In the UK, less than 2% of equity investment goes to high-growth companies with female founders, according to analysis by Beauhurst, with 85% going to those founded by men and the rest to mixed teams. That’s no surprise given that the vast majority of the capital in Europe is deployed by men.
“It’s just a wall of men,” says Clarke. “Understandably, they gravitate towards solving problems that they understand and they feel passionate about, which is why we’ve seen so much investment in crypto and fintech and AI … and so little in community-based solutions and solving the climate crisis. Until we change the gatekeepers of capital, we’re not going to change the fate of female-founder businesses.”
Having set off on a well-trodden path from Cambridge University to management consultancy, Clarke began her corporate career at publisher Emap, where she helped develop trade journal Retail Week, before four years as head of e-commerce for Dyson, and a brief stint at financial group Wonga.
It wasn’t until she joined forces with old friend Celestial-One, a child of hippy parents who had also followed a corporate career, that she finally took action.
Clarke says it was years before she found the confidence to set up her own business, partly because she was “always sort of waiting for ideas to drop from the heavens” but also because there were no role models who looked like her.

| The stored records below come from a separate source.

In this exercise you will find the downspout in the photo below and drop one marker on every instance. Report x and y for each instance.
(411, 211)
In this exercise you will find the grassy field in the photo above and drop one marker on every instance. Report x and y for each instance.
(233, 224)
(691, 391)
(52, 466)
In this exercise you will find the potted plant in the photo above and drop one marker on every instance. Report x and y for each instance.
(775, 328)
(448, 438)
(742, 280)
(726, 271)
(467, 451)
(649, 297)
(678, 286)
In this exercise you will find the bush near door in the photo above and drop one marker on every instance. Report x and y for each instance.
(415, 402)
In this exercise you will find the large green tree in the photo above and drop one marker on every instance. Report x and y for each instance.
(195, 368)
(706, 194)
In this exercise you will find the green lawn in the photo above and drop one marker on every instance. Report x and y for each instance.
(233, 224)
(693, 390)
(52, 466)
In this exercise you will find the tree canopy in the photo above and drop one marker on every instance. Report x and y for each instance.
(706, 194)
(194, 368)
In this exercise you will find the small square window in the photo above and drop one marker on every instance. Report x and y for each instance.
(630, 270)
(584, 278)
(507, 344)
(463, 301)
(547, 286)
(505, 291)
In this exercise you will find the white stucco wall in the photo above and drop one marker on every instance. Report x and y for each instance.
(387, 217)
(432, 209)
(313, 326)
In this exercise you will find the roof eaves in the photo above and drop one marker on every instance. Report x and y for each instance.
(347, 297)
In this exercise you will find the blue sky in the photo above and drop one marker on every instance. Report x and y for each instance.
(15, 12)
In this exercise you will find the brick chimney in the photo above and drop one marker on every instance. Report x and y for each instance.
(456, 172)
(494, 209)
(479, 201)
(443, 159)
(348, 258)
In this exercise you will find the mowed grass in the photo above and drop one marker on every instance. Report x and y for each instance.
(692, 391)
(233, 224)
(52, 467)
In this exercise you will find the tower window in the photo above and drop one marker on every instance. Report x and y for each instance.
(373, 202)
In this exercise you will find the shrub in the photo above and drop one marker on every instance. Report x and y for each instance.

Despite getting an MBA at California’s Stanford University, at a time when the likes of Facebook were taking off and raising millions of dollars, she admits she did not take that lead. “I basically wasn’t a guy in his early 20s who dropped out of an American university and was eating ramen noodles and all of that. That’s all I saw as an entrepreneur.”
Today, she says, her view has changed entirely and she tries hard to help other female founders. “I look at everything to do with my personality, what I enjoy, where I thrive, and it was kind of retrospectively obvious that I was going to be an entrepreneur.”
Age 47
Family Husband, two children (aged 11 and nine) and four stepchildren.

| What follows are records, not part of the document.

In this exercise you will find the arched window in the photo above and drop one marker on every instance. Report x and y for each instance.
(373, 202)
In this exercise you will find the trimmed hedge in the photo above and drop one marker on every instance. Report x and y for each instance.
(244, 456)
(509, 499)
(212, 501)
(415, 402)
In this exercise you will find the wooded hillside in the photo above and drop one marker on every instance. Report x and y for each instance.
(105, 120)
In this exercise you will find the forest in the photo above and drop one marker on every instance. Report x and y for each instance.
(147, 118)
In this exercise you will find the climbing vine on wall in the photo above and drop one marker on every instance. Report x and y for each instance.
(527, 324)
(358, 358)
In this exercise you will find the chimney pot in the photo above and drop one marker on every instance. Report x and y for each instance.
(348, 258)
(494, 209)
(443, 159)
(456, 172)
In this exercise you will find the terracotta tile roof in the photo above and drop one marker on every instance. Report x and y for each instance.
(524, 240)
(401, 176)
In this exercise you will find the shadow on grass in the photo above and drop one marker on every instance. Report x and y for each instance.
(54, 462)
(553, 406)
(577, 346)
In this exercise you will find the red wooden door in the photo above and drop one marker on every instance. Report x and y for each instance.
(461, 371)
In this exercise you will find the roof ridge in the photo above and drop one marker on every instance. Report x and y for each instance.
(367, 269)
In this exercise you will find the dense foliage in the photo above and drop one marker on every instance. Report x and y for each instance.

Education Degree in social and political sciences at Cambridge; MBA from Stanford.
Pay Undisclosed, “but a definite perk of the job is lots of surplus food!”
Last holiday “A couple of days over half term at Center Parcs with my family plus my co-founder, Saasha, and her family.”
Best advice she’s been given “Very cliched, but ‘feel the fear and do it anyway’.”
Biggest career mistake “Not doing the hard work and introspection to find my true passion earlier in my career.”
Phrases she overuses “I asked the team and they said: ‘A camel is a horse designed by a committee’ and ‘Life is too short to be miserable.’”
How she relaxes “Listening to startup podcasts while batch cooking for the week ahead. Batch cooking is one of my top tips for living sustainably - it makes eating plant-based much easier, and you can massively reduce food and packaging waste too.”
• This article was amended on 29 November 2023. A previous version referred to 10,000 Olio volunteers collecting food, rather than 100,000.